Love this article. Please edit your Proverbs quote from 14:1 to the correct chapter and verse number 14:31
It’s hard to share this with patriotic believers when there is such an obvious typo.
Thank you and God bless.
I think you need to get around some of your own biases with all due respect and realize what he is trying to say here. I get it. The point he is trying to make, which I agree, is that American Christianity too often is out of touch with the homeless, the poor, the immigrant, and those outside of our own cultural norms or circles. It is as if Christ “fits” only within our own particular culture, or only to those we know. The gospel is to be preached to all, regardless of color, background, or if a person is a stranger in our midst. So, please, take this in the proper context. Heaven is made up of all kinds of folks. The church should reflect that and I believe the author has stated his points well using scripture for making his case
So much I agree with. A challenge for each of us to ask, “Do our political positions flow from a biblical worldview or a cultural one?” I love the following paragraph:
“To do otherwise is to “follow Jesus at a distance” with a politically and culturally driven worldview. Christ must be the “center” of our politics, and biblical ethics must be the “catalyst” of our life choices, as well as our political decisions and cultural preferences. The Biblical Jesus is above culture, ideology, and politics. He is not subservient to cultural traditions, political ideologies, or national and ethnic identity.”
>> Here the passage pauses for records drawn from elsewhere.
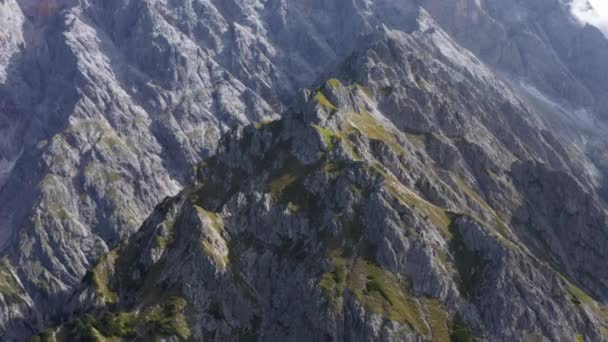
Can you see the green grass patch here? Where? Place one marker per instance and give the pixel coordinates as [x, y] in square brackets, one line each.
[329, 138]
[439, 217]
[9, 286]
[438, 320]
[162, 320]
[469, 264]
[381, 292]
[459, 332]
[367, 125]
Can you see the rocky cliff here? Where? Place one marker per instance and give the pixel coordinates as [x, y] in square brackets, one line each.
[348, 220]
[433, 190]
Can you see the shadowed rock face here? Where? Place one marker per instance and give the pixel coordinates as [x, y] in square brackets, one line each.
[106, 107]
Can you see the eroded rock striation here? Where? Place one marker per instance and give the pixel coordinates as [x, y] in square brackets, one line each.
[426, 191]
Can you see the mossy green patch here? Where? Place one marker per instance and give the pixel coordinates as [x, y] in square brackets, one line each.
[438, 320]
[382, 293]
[9, 286]
[329, 138]
[439, 217]
[459, 332]
[334, 83]
[163, 320]
[470, 265]
[370, 127]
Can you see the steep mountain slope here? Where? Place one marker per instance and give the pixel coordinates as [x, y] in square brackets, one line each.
[419, 206]
[106, 107]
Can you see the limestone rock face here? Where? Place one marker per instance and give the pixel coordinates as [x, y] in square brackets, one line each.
[348, 220]
[449, 179]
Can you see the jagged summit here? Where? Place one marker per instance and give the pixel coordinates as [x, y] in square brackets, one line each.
[331, 223]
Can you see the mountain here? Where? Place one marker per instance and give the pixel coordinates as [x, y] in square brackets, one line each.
[447, 181]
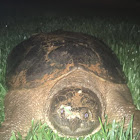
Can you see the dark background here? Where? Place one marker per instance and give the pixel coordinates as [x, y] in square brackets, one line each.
[74, 7]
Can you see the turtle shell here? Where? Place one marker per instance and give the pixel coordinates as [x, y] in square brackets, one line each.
[46, 56]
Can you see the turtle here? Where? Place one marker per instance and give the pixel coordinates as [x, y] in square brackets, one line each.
[68, 80]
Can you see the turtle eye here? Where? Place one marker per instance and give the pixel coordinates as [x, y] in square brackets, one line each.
[86, 115]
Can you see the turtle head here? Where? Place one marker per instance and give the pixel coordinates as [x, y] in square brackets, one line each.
[75, 111]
“As followers of Christ and Children of light, let us not politicize the message and gospel of Jesus Christ…We need to treat our neighbor and the stranger among us with love, compassion, and dignity. We need to tell our friends and neighbor about Jesus. Jesus only!”
I agree with that assessment.
In my mind, it stands to reason that if somebody hates “Western Christianity” and/or “American bourgeois Christianity,” said person would flee from it, not make a living from it.
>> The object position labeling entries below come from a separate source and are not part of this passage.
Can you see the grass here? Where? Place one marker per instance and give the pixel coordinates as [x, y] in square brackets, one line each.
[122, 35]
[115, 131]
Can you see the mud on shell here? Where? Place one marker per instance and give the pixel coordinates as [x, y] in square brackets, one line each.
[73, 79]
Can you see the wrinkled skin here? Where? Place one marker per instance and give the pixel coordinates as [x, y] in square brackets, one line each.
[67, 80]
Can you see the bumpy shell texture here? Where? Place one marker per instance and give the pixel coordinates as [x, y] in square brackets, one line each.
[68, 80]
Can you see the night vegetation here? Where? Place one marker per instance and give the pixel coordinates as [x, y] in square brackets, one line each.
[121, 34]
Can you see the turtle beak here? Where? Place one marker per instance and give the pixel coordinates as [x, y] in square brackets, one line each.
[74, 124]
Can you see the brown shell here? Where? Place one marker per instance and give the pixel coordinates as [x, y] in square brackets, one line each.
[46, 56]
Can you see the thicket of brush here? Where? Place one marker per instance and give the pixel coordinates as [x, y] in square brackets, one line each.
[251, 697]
“We need to divorce biblical Christianity from American Political Christianity.”
I agree with that assessment.
Continuing to build on my previous posts, the author arguably could mean that “Western Christianity” is the calloused, political-religious ideology of segregationists and the worst robber barons. In that sense, he would be right–that’s not biblical Christianity. On the other hand, is it fair to use “Western Christianity” as the label for that? Does the blood of countless martyrs–Catholic, Protestant, and Orthodox–count for nothing? Do the tears of slaves and abolitionists, the tireless efforts of missionaries, the faithful prayers of old and young, the struggles of the Civil Rights movement, the intellectual renewal of the Protestant Reformation, the evangelical efforts to feed the poor and needy–do they all count for nothing? The author really, really should define his terms. Otherwise, it sounds as though he himself is politicizing Christianity.
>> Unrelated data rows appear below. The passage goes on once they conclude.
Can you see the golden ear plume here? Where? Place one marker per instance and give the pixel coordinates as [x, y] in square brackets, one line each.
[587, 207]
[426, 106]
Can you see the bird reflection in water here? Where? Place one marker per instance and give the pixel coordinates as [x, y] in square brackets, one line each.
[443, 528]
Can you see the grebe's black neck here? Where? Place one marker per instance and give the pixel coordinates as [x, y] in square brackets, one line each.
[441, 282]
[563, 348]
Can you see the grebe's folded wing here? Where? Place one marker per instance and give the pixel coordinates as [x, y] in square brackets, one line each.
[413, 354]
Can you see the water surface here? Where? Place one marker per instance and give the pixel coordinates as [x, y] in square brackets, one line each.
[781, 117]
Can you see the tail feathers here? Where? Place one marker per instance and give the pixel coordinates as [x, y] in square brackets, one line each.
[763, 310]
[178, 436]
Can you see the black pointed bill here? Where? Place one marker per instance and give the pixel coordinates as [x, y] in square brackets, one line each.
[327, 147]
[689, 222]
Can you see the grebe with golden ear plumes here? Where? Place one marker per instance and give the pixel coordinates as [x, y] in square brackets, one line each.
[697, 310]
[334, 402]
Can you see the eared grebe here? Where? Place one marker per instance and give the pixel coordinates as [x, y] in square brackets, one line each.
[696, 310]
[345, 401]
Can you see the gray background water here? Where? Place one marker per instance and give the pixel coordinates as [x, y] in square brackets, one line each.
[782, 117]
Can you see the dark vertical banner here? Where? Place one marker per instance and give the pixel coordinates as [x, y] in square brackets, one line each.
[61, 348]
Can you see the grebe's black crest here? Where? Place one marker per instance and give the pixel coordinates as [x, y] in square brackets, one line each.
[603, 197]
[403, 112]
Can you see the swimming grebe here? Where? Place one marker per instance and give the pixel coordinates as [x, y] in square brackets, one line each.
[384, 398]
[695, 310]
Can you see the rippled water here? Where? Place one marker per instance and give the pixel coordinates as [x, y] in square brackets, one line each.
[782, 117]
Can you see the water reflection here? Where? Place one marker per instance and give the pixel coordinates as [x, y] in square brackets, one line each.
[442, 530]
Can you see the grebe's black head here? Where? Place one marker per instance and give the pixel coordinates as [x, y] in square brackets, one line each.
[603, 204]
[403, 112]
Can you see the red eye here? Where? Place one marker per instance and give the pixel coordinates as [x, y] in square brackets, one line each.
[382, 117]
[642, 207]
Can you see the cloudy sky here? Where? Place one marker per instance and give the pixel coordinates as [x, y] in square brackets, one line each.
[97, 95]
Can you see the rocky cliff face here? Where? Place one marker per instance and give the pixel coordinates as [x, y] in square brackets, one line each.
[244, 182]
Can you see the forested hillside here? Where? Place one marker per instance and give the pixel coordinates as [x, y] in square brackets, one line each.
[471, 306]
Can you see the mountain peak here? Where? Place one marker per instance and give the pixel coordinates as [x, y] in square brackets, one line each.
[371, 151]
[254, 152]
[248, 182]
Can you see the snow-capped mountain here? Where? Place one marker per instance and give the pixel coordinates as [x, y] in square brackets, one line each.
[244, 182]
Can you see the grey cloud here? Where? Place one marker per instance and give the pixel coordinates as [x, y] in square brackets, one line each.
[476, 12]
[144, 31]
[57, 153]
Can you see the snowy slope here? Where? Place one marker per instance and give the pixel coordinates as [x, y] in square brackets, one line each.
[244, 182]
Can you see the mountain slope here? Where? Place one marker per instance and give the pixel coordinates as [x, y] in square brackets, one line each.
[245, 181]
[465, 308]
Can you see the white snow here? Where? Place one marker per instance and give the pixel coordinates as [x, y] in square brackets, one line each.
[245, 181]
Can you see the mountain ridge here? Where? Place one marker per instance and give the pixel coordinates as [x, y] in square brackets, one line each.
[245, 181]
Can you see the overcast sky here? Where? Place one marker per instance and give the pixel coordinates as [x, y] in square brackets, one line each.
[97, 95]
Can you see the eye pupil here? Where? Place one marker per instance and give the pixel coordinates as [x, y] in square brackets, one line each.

To illustrate my previous point: The author condemns “Western Christianity,” which he states has “perverted and distorted biblical Christianity.” Yet what is “Western Christianity”? Traditionally black churches in the United States arose in the West, and they draw from Protestantism, which also arose in the West. Have they all “perverted and distorted biblical Christianity”? Or, alternatively, is the author implying that traditionally black churches–which have been such powerful voices against oppression–have contributed nothing to Christian culture in the West? Such a charge would be grievously flawed, especially on this website.
The author of this article has a commendable allegiance to Christ-centered discipleship. And that’s why it’s tragic that so much of the rest of the message here is problematic. Chiefly, the terms aren’t defined. He condemns “American Christianity,” “American bourgeois Christianity,” “Western Christianity,” and “lifeless Christianity.” But to whom is he referring? Republicans? White Christians? Black Christians? American Christians? Obviously, anything other than biblical Christianity is a false religion, but surely there are strands of biblical Christianity that flow through Western culture.